Inti Flynn ist Biologin und Protagonistin sowie Ich-Erzählerin im Roman „Wo die Wölfe sind“, geschrieben von der Australierin Charlotte McConaghy. Sie leitet ein Projekt zur Wiederansiedlung von Wölfen in Schottland, welches Teil einer Renaturierungsmaßnahme ist mit dem Ziel, den Klimawandel zu verlangsamen. Zu Beginn der Geschichte erzählt Inti beispielhaft eine Erinnerung, um den Lesenden zu verdeutlichen, dass sie unter Mirror-Touch-Synästesie leidet, einer neurologischen Störung bei der der eigene Körper das nachempfindet, was man bei anderen Lebewesen an Sinneswahrnehmung sieht.
Gemeinsam mit ihrer Zwillingsschwester Aggie ist Inti auf zwei Kontinenten aufgewachsen, denn ihre Eltern leben seit langem getrennt. Der Vater ist Naturforscher und hat ihnen im kanadischen Vancouver die Liebe zur Natur nahegebracht. In Syndney in Australien arbeitet ihre Mutter als Ermittlerin bei der Polizei und beschäftigt sich in ihrem Kommissariat mit Missbrauchsfällen.
Nach einem furchterregenden Erlebnis an ihrer letzten Wirkungsstätte in Alaska freut Inti sich gemeinsam mit ihrer Schwester auf einen Neuanfang in Schottland. Während Aggie aufgrund der vergangenen Ereignisse zurückgezogen lebt, widmet sich Inti dem Wolfsprojekt. Dabei ist ihr klar, dass die wilden Tiere von den Anwohnern gefürchtet sind, die sich im Fall der Gefahr selbst verteidigen werden. Ein Zwischenfall gibt ihr Recht. Ihre eigene Liebe zu den Tieren treibt ungeahnte Auswüchse im Kampf um deren Leben, wobei sie von ihren eigenen Ängsten eingeholt wird.
Die Darstellung der Aussiedlung der Wölfe empfand ich als realistisch. Man spürt aus Intis Handlungen ihre Zuneigung zu den anpassungsfähigen Tieren. Gleichzeitig ist da aber auch ihr anhaltender Schmerz über das dramatische Geschehen in der Vergangenheit zu spüren, an dem sie sich eine Mitschuld gibt. Dabei geht es um den Missbrauch und Gewalt gegen Frauen. Durch die Tätigkeit ihrer Mutter hätte ich die beiden Schwestern sensibler für dieses Thema eingestellt gehalten, doch Inti wird sich über der Tragweite der physischen und psychischen Verletzungen erst bewusst als sie es über ihre Synästesie am eigenen Körper nachempfindet. In der kleinen Gemeinde in der Nähe des Wolfsreservats erspürt sie wieder einen Übergriff, der sie wütend, aber auch hilflos macht.
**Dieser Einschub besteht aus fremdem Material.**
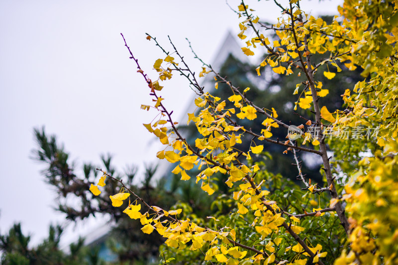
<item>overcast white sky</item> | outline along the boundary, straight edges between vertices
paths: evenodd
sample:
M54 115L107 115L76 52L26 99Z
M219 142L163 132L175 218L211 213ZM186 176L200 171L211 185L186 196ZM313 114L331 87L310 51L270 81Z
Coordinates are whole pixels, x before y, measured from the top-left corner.
M301 6L313 14L335 14L340 1ZM228 0L234 8L239 2ZM280 14L272 1L252 2L246 4L261 10L262 20ZM145 39L148 32L169 48L170 35L198 72L185 38L210 62L227 31L239 32L238 21L223 0L0 1L0 232L21 222L34 244L50 223L64 220L52 208L56 196L40 174L42 166L29 158L35 127L56 134L78 169L83 162L99 163L100 154L108 152L119 169L156 161L158 146L142 126L153 117L140 110L151 98L120 32L144 70L164 57ZM185 80L172 79L161 94L178 119L192 93ZM72 230L64 241L76 238Z

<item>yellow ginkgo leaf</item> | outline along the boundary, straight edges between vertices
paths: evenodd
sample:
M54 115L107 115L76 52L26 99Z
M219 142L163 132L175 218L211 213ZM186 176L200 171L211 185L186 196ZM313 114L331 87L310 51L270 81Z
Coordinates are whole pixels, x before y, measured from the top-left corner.
M155 227L153 227L151 224L146 224L142 227L141 230L142 230L142 232L145 233L145 234L150 234L152 232L153 232L153 230L155 229Z
M312 145L319 145L319 141L318 140L318 139L315 138L314 139L313 141L312 141Z
M300 226L298 226L297 225L292 225L291 226L290 228L292 228L292 230L293 230L293 232L296 234L299 234L305 230L305 228L304 227L301 227Z
M209 195L211 195L214 193L214 190L210 187L208 184L203 185L201 187L201 189L208 194Z
M105 186L105 179L106 178L106 175L104 174L102 175L102 177L100 179L100 181L98 182L98 185L101 187L103 187Z
M264 146L262 144L261 145L257 145L257 146L250 146L250 149L252 149L252 152L253 152L254 154L261 153L264 148Z
M169 211L169 214L171 215L176 215L176 214L179 214L181 213L181 212L183 211L182 209L178 209L178 210L172 210L171 211Z
M321 89L321 90L318 92L318 95L320 97L324 97L328 94L329 94L329 89Z
M224 254L216 254L215 255L215 258L217 259L217 261L218 262L220 262L221 263L223 263L228 260L228 259L224 256Z
M326 76L327 79L332 79L336 75L336 73L328 71L323 72L323 75Z
M278 67L274 67L272 70L277 73L282 74L286 70L286 67L279 66Z
M174 61L174 58L172 57L170 55L168 55L166 59L165 59L165 62L167 62L168 63L170 63L173 61Z
M332 114L329 112L327 108L325 106L322 107L320 110L320 116L323 119L324 119L328 122L334 123L336 121L336 119L333 117Z
M229 174L234 178L241 179L243 178L246 174L241 170L239 169L234 169L229 171Z
M97 196L101 194L101 191L98 189L98 187L95 185L91 185L90 188L90 191L93 193L93 194Z
M130 196L129 193L119 193L113 196L109 196L110 200L112 201L112 206L119 207L123 204L123 200L126 199Z
M250 49L249 48L243 47L241 49L242 49L242 51L243 52L243 53L246 55L247 56L254 55L254 53L250 51Z
M261 75L261 74L260 73L260 66L258 66L258 67L257 67L256 68L256 71L257 71L257 75L258 75L259 76L260 75Z
M246 213L249 211L249 210L246 208L246 207L243 206L243 204L241 203L238 203L238 213L240 213L241 214L245 214Z
M153 65L153 67L155 69L159 69L160 68L160 65L162 64L162 63L163 62L163 59L158 59L155 62L155 64Z
M185 172L185 170L181 171L181 180L189 180L190 179L191 177Z

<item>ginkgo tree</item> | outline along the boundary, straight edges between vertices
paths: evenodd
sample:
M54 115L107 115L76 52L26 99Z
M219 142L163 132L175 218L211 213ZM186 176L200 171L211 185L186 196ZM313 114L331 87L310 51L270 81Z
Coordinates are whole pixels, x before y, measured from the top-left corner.
M196 75L171 40L173 48L167 51L148 34L147 39L164 53L153 65L158 74L150 77L122 34L153 98L152 104L141 108L159 113L158 119L144 125L164 145L157 156L176 163L173 173L183 181L193 178L209 195L217 188L214 176L227 176L225 183L233 192L231 198L218 199L230 211L203 220L187 212L183 203L174 209L149 205L105 171L90 190L100 196L107 182L119 182L120 193L110 196L113 205L125 207L123 212L139 219L143 233L156 230L163 236L169 253L174 250L176 263L398 264L398 2L347 0L338 7L339 15L328 23L301 9L298 0L266 1L264 5L280 8L278 22L272 25L261 22L261 10L247 3L242 1L235 10L241 19L238 37L243 40L242 51L248 56L265 53L255 73L258 78L263 78L266 67L297 76L289 92L297 96L295 111L309 111L302 116L305 125L279 119L275 106L255 105L249 87L235 86L193 50L203 64ZM315 55L323 59L314 62ZM319 99L327 98L329 91L322 88L319 76L333 82L339 72L358 67L363 78L345 88L345 109L321 106ZM199 77L206 74L213 75L215 89L219 83L226 85L230 96L214 96L201 86ZM195 145L187 142L161 95L176 75L186 78L198 95L196 111L188 114L188 123L194 123L201 135ZM233 106L227 108L227 102ZM245 128L245 119L263 129ZM277 130L284 130L286 138L274 138ZM252 143L241 149L244 138ZM303 188L253 162L271 144L293 154ZM324 187L302 173L299 152L321 158ZM199 173L193 175L194 169ZM183 255L196 255L197 260L179 260Z

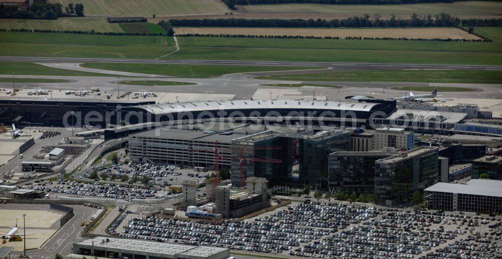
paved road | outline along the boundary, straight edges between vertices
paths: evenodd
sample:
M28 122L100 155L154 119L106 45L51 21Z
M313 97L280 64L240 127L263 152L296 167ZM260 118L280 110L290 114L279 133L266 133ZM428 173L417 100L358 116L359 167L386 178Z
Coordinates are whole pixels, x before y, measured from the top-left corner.
M56 253L69 254L71 252L72 244L87 239L80 236L80 223L83 220L88 220L95 211L87 207L74 206L73 211L75 215L73 218L66 223L41 248L28 250L26 251L26 255L34 259L48 259L54 258ZM11 253L11 256L17 257L18 255L21 254L23 252L15 251Z
M415 64L382 64L370 63L338 63L300 61L255 61L250 60L192 60L120 59L75 58L45 58L32 57L0 57L0 61L42 63L137 63L150 64L194 64L206 65L239 65L267 66L305 66L333 67L341 70L374 70L378 69L495 69L502 70L502 66L477 66L472 65L437 65Z

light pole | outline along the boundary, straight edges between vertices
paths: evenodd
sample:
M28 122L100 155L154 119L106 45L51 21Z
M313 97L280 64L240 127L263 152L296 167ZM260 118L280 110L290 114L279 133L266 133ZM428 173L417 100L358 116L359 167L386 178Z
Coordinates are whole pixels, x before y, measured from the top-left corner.
M71 111L71 137L73 137L73 111Z
M24 230L24 237L23 238L25 243L25 257L26 257L26 213L23 214L23 228Z

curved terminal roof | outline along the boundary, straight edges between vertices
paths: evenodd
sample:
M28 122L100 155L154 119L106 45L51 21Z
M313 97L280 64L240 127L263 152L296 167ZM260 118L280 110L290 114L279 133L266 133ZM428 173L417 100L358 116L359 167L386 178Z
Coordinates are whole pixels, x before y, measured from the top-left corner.
M360 111L372 110L387 106L387 104L372 102L339 102L304 100L237 100L160 103L137 106L154 114L172 112L267 109L338 110Z

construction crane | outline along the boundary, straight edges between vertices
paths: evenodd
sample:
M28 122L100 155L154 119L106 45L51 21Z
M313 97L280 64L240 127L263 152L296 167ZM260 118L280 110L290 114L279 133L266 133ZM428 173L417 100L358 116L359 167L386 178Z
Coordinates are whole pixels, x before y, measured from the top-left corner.
M254 147L252 148L253 151L255 151L255 150L270 150L270 149L282 149L282 147L281 146L264 146L264 147ZM245 158L244 157L244 150L246 149L241 148L240 149L240 158L239 160L240 164L240 183L241 188L244 187L244 161L282 163L282 160L281 159L274 159L272 158Z
M248 148L249 149L252 149L253 151L255 150L270 150L270 149L280 149L282 148L281 146L264 146L264 147L255 147L253 148ZM282 163L282 160L281 159L273 159L269 158L245 158L244 157L244 149L247 149L248 148L240 148L240 149L228 149L228 148L221 148L218 149L218 142L216 141L214 144L214 148L209 148L209 149L194 149L190 147L189 149L189 152L211 152L214 153L214 174L215 177L213 180L213 184L212 186L212 201L214 202L216 198L216 195L214 195L214 188L219 185L220 183L220 175L219 175L219 161L222 159L225 159L223 156L220 155L219 150L221 149L224 150L240 150L240 157L239 158L233 158L231 159L232 160L239 160L240 166L240 187L244 187L244 161L253 161L253 162L271 162L271 163Z

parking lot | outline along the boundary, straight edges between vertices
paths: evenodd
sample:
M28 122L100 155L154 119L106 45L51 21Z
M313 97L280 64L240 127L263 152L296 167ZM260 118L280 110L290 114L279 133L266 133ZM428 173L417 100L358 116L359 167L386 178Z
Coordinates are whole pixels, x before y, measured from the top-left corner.
M127 215L119 217L109 232L127 238L306 257L502 258L502 223L492 217L442 211L416 215L315 202L294 203L266 216L220 225Z

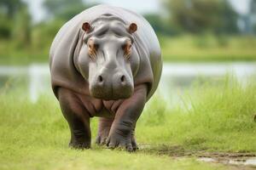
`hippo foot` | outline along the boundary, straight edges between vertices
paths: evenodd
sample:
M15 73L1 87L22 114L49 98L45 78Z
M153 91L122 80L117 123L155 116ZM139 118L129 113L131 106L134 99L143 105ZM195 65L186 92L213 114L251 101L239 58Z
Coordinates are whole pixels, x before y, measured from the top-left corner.
M131 145L132 145L133 150L138 150L138 146L137 144L137 142L136 142L134 135L131 135Z
M138 150L133 135L131 135L131 137L125 137L119 133L110 134L107 139L106 144L109 149L118 148L127 151Z
M96 139L96 144L98 145L106 144L108 136L108 133L102 133L102 134L98 134Z
M90 149L90 143L70 142L69 147L74 148L74 149L79 149L79 150Z

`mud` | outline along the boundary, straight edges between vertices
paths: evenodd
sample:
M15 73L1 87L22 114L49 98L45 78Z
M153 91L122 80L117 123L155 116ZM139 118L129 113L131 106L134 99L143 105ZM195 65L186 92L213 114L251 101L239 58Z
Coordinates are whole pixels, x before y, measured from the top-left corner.
M216 152L209 150L185 149L182 146L149 146L141 145L141 151L148 154L167 155L174 159L184 157L195 158L200 162L221 163L231 170L256 169L256 153L249 152Z

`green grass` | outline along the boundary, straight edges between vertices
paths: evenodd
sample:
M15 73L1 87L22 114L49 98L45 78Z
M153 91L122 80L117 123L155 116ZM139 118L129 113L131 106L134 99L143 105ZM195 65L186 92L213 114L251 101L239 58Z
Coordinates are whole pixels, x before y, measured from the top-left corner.
M31 104L20 92L2 91L0 169L227 169L199 162L194 156L167 155L256 151L256 83L243 87L227 77L220 84L195 85L192 89L182 96L182 105L169 108L157 95L148 104L136 135L140 144L149 147L137 153L95 144L90 150L69 149L67 123L52 96ZM95 118L93 138L96 124Z
M159 37L165 61L255 60L256 38L212 35Z

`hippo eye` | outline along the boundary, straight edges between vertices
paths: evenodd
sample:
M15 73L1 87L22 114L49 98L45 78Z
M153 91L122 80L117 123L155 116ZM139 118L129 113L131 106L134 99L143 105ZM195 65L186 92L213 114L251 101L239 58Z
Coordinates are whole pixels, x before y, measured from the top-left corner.
M88 54L90 57L95 58L96 57L96 53L98 48L98 45L94 43L92 40L89 40L87 42L88 46Z
M129 59L131 52L131 41L126 42L125 44L124 44L122 48L124 50L125 57Z

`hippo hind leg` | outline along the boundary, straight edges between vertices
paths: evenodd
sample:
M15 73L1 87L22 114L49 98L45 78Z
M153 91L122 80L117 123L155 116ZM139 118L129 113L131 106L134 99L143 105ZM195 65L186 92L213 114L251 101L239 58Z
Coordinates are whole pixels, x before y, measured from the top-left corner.
M71 131L69 146L76 149L90 148L91 134L89 112L73 91L60 88L58 96L61 109Z
M106 144L111 128L113 118L99 118L98 133L96 139L96 144L102 145Z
Im Mittelpunkt der Geschichte stehen menschliche Gefühle. Inti hat zu ihrer Schwester immer schon eine ganz besonders intensive Verbundenheit. Nicht immer war mir ihr Verhalten im Umgang mit Aggie verständlich. Beide leiden psychisch unter den vergangenen Geschehnissen. Zwar spricht die Autorin kurz an, dass professionelle Unterstützung hilfreich sein könnte, aber sie wird von den beiden nicht in Anspruch genommen.
Bei mir als Leserin warf die Erzählung die unterschiedlichsten Fragen auf, beispielsweise inwieweit wir als Menschen in die Natur eingreifen sollen. Welche Kriterien sollen wir dabei zugrunde legen? Sind es immer die „Richtigen“? Charlotte McConaghy betrachtet auch die Ansicht der ansässigen Landwirte, die ihre Schafe und Kühe frei weiden lassen.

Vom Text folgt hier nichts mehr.